Illustration par Stable Diffusion (+PJ)
Un article par Shayla Love dans le Guardian en date d’hier, 13 novembre 2023 : Natural remedies might not be better – so why do we still prefer them?.
L’article de Shayla Love commente un article scientifique de la plume de Tianyi Li et David Gal, intitulé celui-ci : Consumers prefer natural medicines more when treating psychological than physical conditions, le 24 juin 2023.
Deux formulations légèrement différentes donc « Les remèdes naturels ne sont pas nécessairement meilleurs – alors pourquoi les préférons-nous quand même ? » et « Les consommateurs préfèrent les remèdes naturels davantage quand il s’agit de traiter les troubles psychiques que physiques », deux conclusions fondées cependant sur les mêmes résultats d’enquête.

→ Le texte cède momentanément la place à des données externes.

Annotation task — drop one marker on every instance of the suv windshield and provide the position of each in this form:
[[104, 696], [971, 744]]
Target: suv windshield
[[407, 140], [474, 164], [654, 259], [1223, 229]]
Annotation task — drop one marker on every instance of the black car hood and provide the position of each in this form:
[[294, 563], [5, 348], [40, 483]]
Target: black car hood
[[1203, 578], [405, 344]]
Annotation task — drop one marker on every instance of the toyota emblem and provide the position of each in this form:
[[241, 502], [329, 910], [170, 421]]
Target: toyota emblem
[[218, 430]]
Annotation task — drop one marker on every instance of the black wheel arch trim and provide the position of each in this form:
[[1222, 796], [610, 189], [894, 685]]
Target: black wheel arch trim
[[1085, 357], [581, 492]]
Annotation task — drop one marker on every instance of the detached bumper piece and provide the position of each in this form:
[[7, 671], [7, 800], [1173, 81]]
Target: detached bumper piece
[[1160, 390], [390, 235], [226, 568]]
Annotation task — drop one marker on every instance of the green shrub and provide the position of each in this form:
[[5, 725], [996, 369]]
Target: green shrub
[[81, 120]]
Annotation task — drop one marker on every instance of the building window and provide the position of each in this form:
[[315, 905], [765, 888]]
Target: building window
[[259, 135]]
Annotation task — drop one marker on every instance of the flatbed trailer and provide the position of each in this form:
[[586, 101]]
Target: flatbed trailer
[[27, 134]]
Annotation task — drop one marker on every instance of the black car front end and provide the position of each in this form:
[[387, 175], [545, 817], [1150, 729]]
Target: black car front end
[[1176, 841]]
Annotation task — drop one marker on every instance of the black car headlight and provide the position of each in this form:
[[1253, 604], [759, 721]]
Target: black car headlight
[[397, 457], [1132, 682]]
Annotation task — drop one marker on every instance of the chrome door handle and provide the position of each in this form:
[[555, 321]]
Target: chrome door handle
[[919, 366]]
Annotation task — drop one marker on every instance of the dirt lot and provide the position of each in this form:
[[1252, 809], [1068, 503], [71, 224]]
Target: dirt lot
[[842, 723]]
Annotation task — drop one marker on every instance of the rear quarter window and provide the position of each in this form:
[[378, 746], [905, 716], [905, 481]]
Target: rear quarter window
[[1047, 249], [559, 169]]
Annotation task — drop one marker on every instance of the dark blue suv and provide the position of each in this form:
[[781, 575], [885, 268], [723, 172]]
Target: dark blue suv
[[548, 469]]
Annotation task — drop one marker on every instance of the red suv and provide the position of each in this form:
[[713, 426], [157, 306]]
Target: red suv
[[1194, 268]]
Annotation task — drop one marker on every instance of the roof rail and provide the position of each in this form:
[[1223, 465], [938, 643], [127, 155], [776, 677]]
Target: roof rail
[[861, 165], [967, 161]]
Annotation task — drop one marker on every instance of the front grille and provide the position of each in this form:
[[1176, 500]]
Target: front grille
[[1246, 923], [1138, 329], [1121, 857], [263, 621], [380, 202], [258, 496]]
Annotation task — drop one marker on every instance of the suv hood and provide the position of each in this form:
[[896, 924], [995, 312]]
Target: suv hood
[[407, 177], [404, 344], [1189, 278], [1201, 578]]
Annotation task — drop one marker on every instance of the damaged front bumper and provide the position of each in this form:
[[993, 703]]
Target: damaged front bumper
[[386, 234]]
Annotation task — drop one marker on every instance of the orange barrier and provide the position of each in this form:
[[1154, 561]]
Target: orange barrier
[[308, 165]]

Voici le sommaire de l’article scientifique :
« Les consommateurs préfèrent généralement les médicaments naturels aux médicaments synthétiques, un phénomène connu sous le nom de « préférence naturelle ». Fondée sur six études expérimentales et une étude d’archives, la présente recherche montre que si les consommateurs préfèrent généralement les médicaments naturels aux médicaments synthétiques, cette préférence est plus marquée lorsque l’objectif est de traiter des troubles psychologiques plutôt que physiques. Les données relatives au processus indiquent un mécanisme important qui explique la préférence naturelle plus marquée pour le traitement des troubles psychologiques : Les consommateurs s’inquiètent davantage de l’altération de leur véritable personnalité lorsqu’il s’agit de traiter des troubles psychologiques, et ils considèrent que les médicaments naturels sont moins susceptibles que les médicaments synthétiques d’affecter leur véritable personnalité.
À molécule égale, apprend-on, la variante naturelle du médicament est en général moins efficace, en raison de la présence d’impuretés, qui sont absentes de la variante synthétique. On pourrait considérer du coup que le consommateur moyen se trompe en préférant la variante naturelle moins efficace, mais c’est là que réside l’information neuve : la moindre efficacité n’est pas ce que le consommateur redoute mais précisément ce qu’il recherche car il conçoit intuitivement la variante synthétique comme trop forte, susceptible d’altérer son « moi profond », que la variante naturelle laisse indemne. D’où la justification sans doute de « médecine douce », pas plus douce au corps probablement que la médecine synthétique, la molécule étant identique, mais plus douce à l’âme, dont elle respecterait en principe l’autonomie.
L’ensemble des auteurs, journaliste comme scientifiques, soulignent que le « moi profond » n’est pas un concept scientifique mais une notion de « psychologie populaire » centrée dans sa représentation sur le cerveau et relativement indépendante des particularités physiques du reste du corps, mais pas à négliger pour autant puisque notre image spontanée de nous-même repose sur cette « psychologie populaire », par opposition à la « psychologie scientifique » qui nous est, à la plupart d’entre nous, étrangère. Selon cette philosophie spontanée, si le « moi conscient » est en accord avec son « moi profond », les conditions sont réunies pour une humeur joyeuse, rapportent Li et Gal.
On trouve peut-être là, dans ces défenses édifiées autour du « moi profond », l’origine de l’aversion de certains vis-à-vis du vaccin COVID à ARN messager, conçu comme « synthétique », lesquels envisagent avec davantage de sympathie le vaccin à virus atténué, conçu comme « naturel ».
L’article du Guardian va plus loin que l’article scientifique en s’intéressant aux sources religieuses éventuelles de la préférence du « naturel » vs l’« artificiel ou synthétique ». On y cite en particulier un professeur d’université affirmant que « La ‘nature’ est devenue un substitut de Dieu, et ‘naturel’ est synonyme de ‘bénit’ ». La nature, d’une part, comme ayant été créée par Dieu durant les sept jours de la Genèse, le « synthétique », l’« artificiel », d’autre part, étant l’œuvre de la créature pécheresse ayant goûté au fruit de l’Arbre de la connaissance, en infraction avec l’interdiction expresse de son divin Créateur. (Ouh ! le vilain et la vilaine et leur ARN messager !).